Numbers can be regarded as product of its factors. For example,
8 = 2 x 2 x 2;
= 2 x 4.
Write a function that takes an integer n and return all possible combinations of its factors.
Note:
You may assume that n is always positive.

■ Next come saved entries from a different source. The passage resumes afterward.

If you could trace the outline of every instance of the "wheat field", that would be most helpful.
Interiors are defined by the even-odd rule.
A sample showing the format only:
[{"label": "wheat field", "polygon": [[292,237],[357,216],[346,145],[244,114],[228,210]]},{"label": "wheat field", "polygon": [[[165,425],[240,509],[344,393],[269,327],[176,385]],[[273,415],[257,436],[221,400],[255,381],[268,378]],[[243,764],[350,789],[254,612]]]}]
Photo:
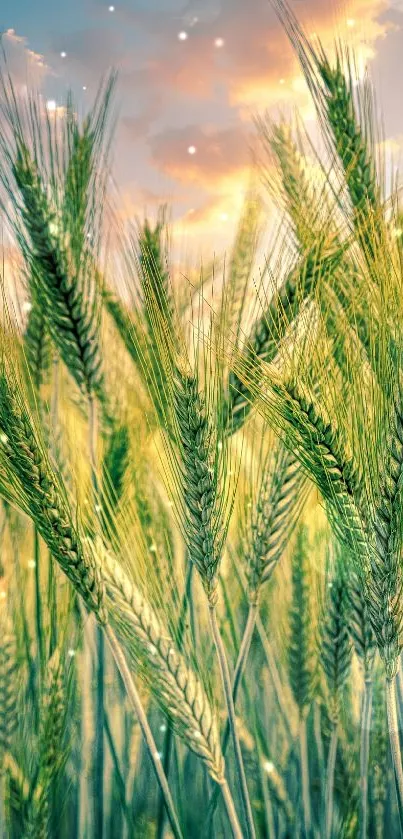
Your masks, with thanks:
[{"label": "wheat field", "polygon": [[2,58],[4,839],[403,830],[398,172],[354,54],[275,6],[319,150],[259,115],[186,272],[166,207],[117,212],[115,75],[49,114]]}]

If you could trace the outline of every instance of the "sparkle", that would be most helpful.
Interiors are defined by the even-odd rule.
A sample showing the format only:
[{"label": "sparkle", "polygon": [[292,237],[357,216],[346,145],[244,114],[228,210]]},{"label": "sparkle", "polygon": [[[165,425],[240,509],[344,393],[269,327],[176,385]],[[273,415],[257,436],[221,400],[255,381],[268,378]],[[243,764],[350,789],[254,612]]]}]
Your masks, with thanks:
[{"label": "sparkle", "polygon": [[192,17],[192,20],[190,21],[190,25],[191,25],[191,26],[195,26],[195,25],[196,25],[196,23],[198,23],[198,22],[199,22],[199,18],[198,18],[198,17]]},{"label": "sparkle", "polygon": [[196,146],[188,146],[188,154],[196,154]]},{"label": "sparkle", "polygon": [[154,758],[155,760],[162,760],[162,752],[155,752]]},{"label": "sparkle", "polygon": [[83,90],[87,90],[87,85],[83,84]]},{"label": "sparkle", "polygon": [[162,725],[160,725],[160,731],[162,731],[162,733],[164,733],[164,731],[166,731],[166,730],[167,730],[167,727],[166,727],[165,723],[163,722]]},{"label": "sparkle", "polygon": [[56,102],[54,99],[48,99],[46,102],[46,107],[48,111],[55,111],[56,110]]},{"label": "sparkle", "polygon": [[0,434],[0,443],[8,443],[7,434]]},{"label": "sparkle", "polygon": [[156,545],[150,545],[150,552],[153,553],[153,554],[157,553],[157,546]]},{"label": "sparkle", "polygon": [[285,84],[285,79],[280,79],[279,84]]},{"label": "sparkle", "polygon": [[76,651],[73,650],[73,649],[70,649],[67,652],[67,655],[69,656],[69,658],[74,658],[75,654],[76,654]]},{"label": "sparkle", "polygon": [[34,559],[29,559],[27,562],[28,568],[36,568],[36,562]]},{"label": "sparkle", "polygon": [[402,233],[403,233],[403,230],[400,227],[395,227],[394,230],[392,230],[392,236],[395,239],[400,239]]},{"label": "sparkle", "polygon": [[180,41],[187,41],[189,35],[187,32],[178,32],[178,38]]},{"label": "sparkle", "polygon": [[270,775],[272,772],[274,772],[274,763],[272,763],[271,760],[265,760],[263,764],[263,769],[265,772],[267,772],[268,775]]},{"label": "sparkle", "polygon": [[95,504],[95,512],[96,512],[96,513],[100,513],[100,512],[101,512],[101,510],[102,510],[101,505],[100,505],[100,504]]},{"label": "sparkle", "polygon": [[228,221],[228,213],[220,213],[221,221]]},{"label": "sparkle", "polygon": [[108,12],[114,12],[114,11],[115,11],[114,6],[108,6]]},{"label": "sparkle", "polygon": [[352,29],[353,26],[355,26],[355,20],[352,17],[348,17],[347,20],[346,20],[346,23],[347,23],[347,26],[349,27],[349,29]]},{"label": "sparkle", "polygon": [[215,41],[214,41],[214,46],[215,47],[223,47],[224,43],[225,43],[224,38],[216,38]]},{"label": "sparkle", "polygon": [[60,58],[67,58],[67,52],[62,50],[61,53],[60,53]]},{"label": "sparkle", "polygon": [[2,600],[5,600],[6,597],[7,597],[6,592],[5,591],[0,591],[0,597],[1,597]]},{"label": "sparkle", "polygon": [[21,306],[23,312],[30,312],[32,309],[32,303],[29,300],[26,300],[25,303]]}]

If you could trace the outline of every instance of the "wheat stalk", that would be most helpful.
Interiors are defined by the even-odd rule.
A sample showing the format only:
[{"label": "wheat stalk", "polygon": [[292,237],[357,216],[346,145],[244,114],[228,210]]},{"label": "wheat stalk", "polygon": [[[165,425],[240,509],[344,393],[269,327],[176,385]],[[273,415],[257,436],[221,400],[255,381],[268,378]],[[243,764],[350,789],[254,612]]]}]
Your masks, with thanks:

Factors should be greater than 1 and less than n.
Example 1:
Input: 1
Output: []
Example 2:
Input: 37
Output:[]
Example 3:
Input: 12
Output:
[
[2, 6],
[2, 2, 3],
[3, 4]
]
Example 4:
Input: 32
Output:
[
[2, 16],
[2, 2, 8],
[2, 2, 2, 4],
[2, 2, 2, 2, 2],
[2, 4, 4],
[4, 8]
]
combination
standard DFS
// for (int i = start; i <= n; i++) {注意i可以等于N
class Solution {
public List<List<Integer>> getFactors(int n) {
List<List<Integer>> ans = new ArrayList<>();
if ( n <= 1) {
return ans;
}
dfs(ans, new ArrayList<>(), n, 2);
return ans;
}
public void dfs(List<List<Integer>> ans, ArrayList<Integer> part, int n, int start) {
if (n == 1) {
if (part.size() > 1) {
ans.add(new ArrayList<Integer>(part));
return;
}
}
for (int i = start; i <= n; i++) {
if (n % i == 0) {
part.add(i);
dfs(ans, part, n / i, i);
part.remove(part.size() - 1);
}
}
}
}